Why did Google & Facebook stop using the traditional network connection?

Purnendu Kar
Nerd For Tech
Published in
4 min readMay 3, 2021

With the increase in user base google needed to an efficient to handle the requests. Before we proceed toward answer why google stopped using the TCP connection let’s understand the basic.

Protocol Layer

Protocol Layer
Protocol Layer

As you can refer to the above diagram. There are 4 layers in the protocol layer, Let’s understand all the layer in details.

Network Access Layer:

This is the bottom-most layer in the protocol layer. This is a layer that provides the means for the system to deliver data to the other devices on a directly attached network.

Internet Layer:

This layer has an internet protocol that provides an identification and location system for computers on networks and routes traffic across the Internet.

Transport Layer:

The transport layer provides the communication services directly to the application processes running on different hosts. Here we have two types of Protocol TCP and UDP.

  • TCP: This is the protocol that follows the 3-way handshake principle. In this Client send a request to the server and the server send a response, after the client again send an acknowledgement that it has received the response. If the server doesn't get the acknowledgement from the client then it will send the response again, as it will consider that response is not received by the client.
  • UDP: In this protocol, the client establishes a connection and send a request and the server send the response. The response can be sent in multiple segments. And the client doesn’t send an acknowledgement that it has received the response. So the server doesn’t care if the client gets the response or not, it just sends the response.
UDP & TCP

Application Layer

An application layer is an abstraction layer that specifies the shared communications protocols and interface methods used by hosts in a communications network.

Understanding HTTP

Now you get a basic idea of the network layers, now let’s see what’s the difference between HTTP1.1 and HTTP2. Which is the part of the application layer. The HTTP protocol is used to transmit hypermedia documents, such as HTML. It was designed to make communication possible between web browsers and web servers.

HTTP 1.1 vs HTTP 2

In HTTP 1.1 protocol one TCP connection is established for each request call. Whereas in HTTP 2 protocol works as a stream, it establishes one TCP connection in which multiple request and response send and received by the client.

Why HTTP 2?

In HTTP 1.1 for each request call, one connection is established. And suppose a website has 1 million users, and for a particular page, there is 20 request call need. If all 1 million users open that page at the same time then it requires 20 million connections to be established at the same time. Which could lead to a DOS attack.
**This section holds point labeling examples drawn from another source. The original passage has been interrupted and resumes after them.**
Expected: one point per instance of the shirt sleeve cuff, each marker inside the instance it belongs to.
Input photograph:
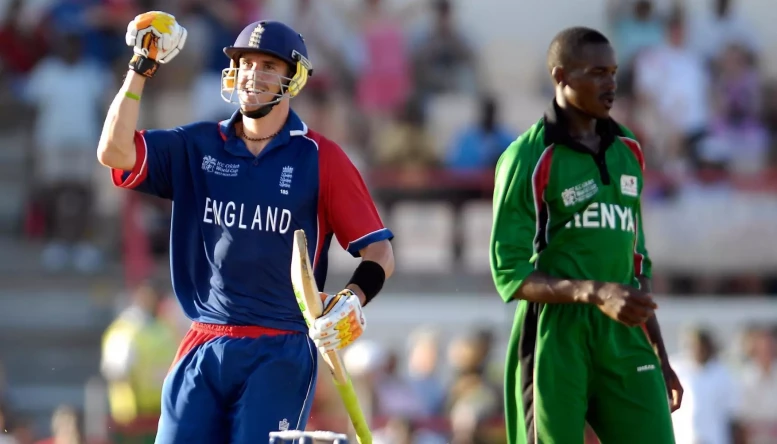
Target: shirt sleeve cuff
(376, 236)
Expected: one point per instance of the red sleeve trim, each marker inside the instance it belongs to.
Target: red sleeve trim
(636, 149)
(139, 171)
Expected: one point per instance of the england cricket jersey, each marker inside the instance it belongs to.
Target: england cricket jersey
(234, 215)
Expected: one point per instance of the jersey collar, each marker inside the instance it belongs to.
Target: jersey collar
(293, 127)
(556, 130)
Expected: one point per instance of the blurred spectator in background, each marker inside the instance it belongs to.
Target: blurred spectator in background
(713, 30)
(423, 372)
(23, 430)
(385, 83)
(711, 399)
(68, 92)
(66, 427)
(405, 144)
(758, 412)
(736, 123)
(334, 47)
(5, 437)
(478, 147)
(672, 87)
(635, 29)
(442, 58)
(474, 400)
(138, 349)
(21, 46)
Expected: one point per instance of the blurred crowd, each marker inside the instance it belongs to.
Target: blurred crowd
(691, 86)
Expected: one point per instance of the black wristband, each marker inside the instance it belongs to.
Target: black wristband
(143, 65)
(369, 276)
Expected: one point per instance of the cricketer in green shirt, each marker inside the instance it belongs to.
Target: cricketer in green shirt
(560, 210)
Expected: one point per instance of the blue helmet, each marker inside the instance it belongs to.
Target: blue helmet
(275, 39)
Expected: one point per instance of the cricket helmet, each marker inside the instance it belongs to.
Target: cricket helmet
(275, 39)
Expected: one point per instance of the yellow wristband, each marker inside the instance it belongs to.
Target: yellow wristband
(131, 95)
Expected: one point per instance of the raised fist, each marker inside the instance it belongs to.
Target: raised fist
(156, 35)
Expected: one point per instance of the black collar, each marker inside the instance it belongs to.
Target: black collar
(556, 131)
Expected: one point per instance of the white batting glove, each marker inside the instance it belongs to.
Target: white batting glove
(341, 324)
(156, 35)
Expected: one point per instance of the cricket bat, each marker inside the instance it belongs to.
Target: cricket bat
(311, 305)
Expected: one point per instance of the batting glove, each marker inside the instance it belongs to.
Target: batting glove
(341, 323)
(156, 35)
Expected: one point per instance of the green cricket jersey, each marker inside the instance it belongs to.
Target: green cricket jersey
(565, 211)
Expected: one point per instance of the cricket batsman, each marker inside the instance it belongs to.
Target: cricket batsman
(240, 188)
(568, 246)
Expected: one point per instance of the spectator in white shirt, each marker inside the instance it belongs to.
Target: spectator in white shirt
(759, 389)
(68, 92)
(711, 395)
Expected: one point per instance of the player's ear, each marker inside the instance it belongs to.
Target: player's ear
(558, 75)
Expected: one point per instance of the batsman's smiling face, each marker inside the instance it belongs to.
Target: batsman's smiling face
(260, 79)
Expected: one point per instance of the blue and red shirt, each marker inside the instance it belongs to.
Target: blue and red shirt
(234, 215)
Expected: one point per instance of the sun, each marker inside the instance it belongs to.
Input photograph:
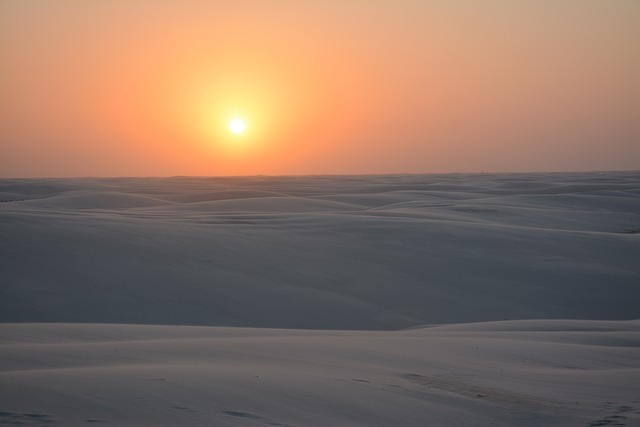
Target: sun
(237, 126)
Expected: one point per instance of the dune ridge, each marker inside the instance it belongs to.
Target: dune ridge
(461, 300)
(336, 252)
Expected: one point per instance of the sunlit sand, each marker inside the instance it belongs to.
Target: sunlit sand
(382, 300)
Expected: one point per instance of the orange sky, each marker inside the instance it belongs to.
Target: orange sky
(147, 87)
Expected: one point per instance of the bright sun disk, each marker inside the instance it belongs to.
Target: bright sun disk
(237, 126)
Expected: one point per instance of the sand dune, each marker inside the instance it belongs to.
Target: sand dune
(361, 252)
(517, 373)
(389, 295)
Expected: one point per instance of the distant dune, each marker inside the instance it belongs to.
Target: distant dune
(398, 300)
(350, 252)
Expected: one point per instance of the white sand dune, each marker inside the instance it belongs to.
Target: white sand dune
(359, 252)
(516, 373)
(105, 281)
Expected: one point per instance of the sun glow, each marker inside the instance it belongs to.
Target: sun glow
(237, 126)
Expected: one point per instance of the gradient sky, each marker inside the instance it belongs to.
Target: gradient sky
(147, 87)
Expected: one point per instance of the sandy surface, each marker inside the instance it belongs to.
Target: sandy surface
(303, 287)
(370, 252)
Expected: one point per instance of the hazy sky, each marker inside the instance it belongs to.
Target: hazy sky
(148, 87)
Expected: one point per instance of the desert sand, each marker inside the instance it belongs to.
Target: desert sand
(382, 300)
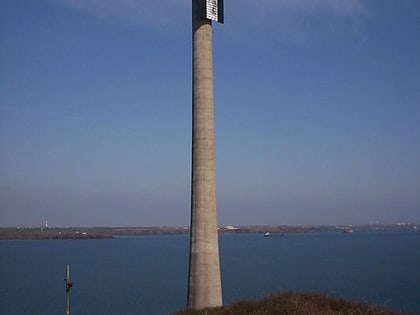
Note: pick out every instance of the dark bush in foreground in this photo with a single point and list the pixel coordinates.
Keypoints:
(291, 303)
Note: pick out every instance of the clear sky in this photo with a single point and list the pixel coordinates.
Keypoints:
(317, 112)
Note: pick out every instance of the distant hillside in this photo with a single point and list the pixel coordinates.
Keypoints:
(293, 303)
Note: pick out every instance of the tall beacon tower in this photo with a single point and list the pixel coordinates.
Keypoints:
(204, 282)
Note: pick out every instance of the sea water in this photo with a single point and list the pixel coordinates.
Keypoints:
(139, 275)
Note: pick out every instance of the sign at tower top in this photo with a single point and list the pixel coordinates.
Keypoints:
(212, 10)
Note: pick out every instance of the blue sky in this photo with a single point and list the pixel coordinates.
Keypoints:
(317, 112)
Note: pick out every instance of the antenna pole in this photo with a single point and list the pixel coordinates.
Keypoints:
(69, 284)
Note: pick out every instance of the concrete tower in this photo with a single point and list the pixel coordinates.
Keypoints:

So to prevent this browser has limited the request to 6 request call at a time, which mean 6 connections can be established by the browser at a time for each page opened. If any connection is closed then only a new connection will be established.

With HTTP2 in a single connection, multiple requests can be sent at the same time. Which mean in single connection I can perform 20 request call at once. Because of this page will also be loaded in less time.

The drawback of HTTP 2

As HTTP 2 use the streaming concept, a problem is that if the client doesn’t receive a response for a particular request, the client won’t call that request again.

HTTP 3

Here comes the twist, HTTP 3 is implemented over QUIC. QUIC is a protocol designed by Google to take the best of TCP+TLS and optimise the performance of HTTP protocol.

TCP + TLS takes about 6 round trip for a connection. On the other side QUIC over UDP takes about 1–2 round trip. QUIC includes loss control, congestion feedback.

But as QUIC is implemented over UDP you may get the disadvantage by earlier points, if a packet is lost then it’s lost.

QUIC has one more feature that it doesn’t build a connection between client and server but client IP: port and server IP: port. QUIC make a connection’s UUID which is independent of IPs. By this, you get the advantage that you can switch your internet connections without losing the data and the connection could stay live.

TLS is used for encryption purpose. It helps to encrypt and decrypt the package.

Conclusion

Google and Facebook switched to QUIC which is more optimised, faster and large bandwidth compared to traditional HTTP connections protocols. Which automatically reduce the processing cost and improves the performance experience for the user.